I… don’t entirely remember. Best I recall, Shoco doesn’t support Windows because it relies on C99 features that aren’t available on Windows, though maybe that’s just a limitation of MSVC (I don’t know) and maybe support for a 22 year old standard has since been added. I’ve not thought about Shoco in a long time. :sweat_smile:

I don’t know of better than Shoco, that I knew of and Unishox I just learned of, except for my own idea. I intend to implement it in Julia, basically it’s coding bigraphs (or tigraphs), not single letters, for compressing two letters into a byte (or by a third, 3 into 1 byte, or more likely 6 into 2), giving direct index (most often) and faster sorting.

If you see such a library please let me know, then I don’t have to do it. Or if you want to implement yourself or collaborate.

I see Portuguese compresses the most down to 40% (except for Chinese and Japanese), a bit more than my bigram idea (while losing direct indexing). Do you need to support mostly one specific language, or few, then which? My bigram idea is almost trivial to code, trigram more involved, do you really need down to 33%?

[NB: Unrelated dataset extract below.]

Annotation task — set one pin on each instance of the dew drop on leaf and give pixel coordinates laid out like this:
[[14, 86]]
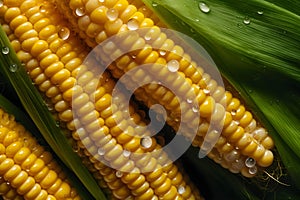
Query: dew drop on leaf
[[247, 20], [5, 50], [204, 7], [13, 67]]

I have lots of memory compression ideas that have higher priority, e.g. for numbers. I choose the priority based on what excites me most at the time. If you want direct indexing into a string then UTF-8 is already a problem, TranscodingStreams.jl would also be a problem, and it seems also the two short-string compression methods already mentioned.

Binary formats are more compact (for e.g. numbers), but I believe they (most of them at least) use UTF-8 still uncompressed, for the text parts in JSON.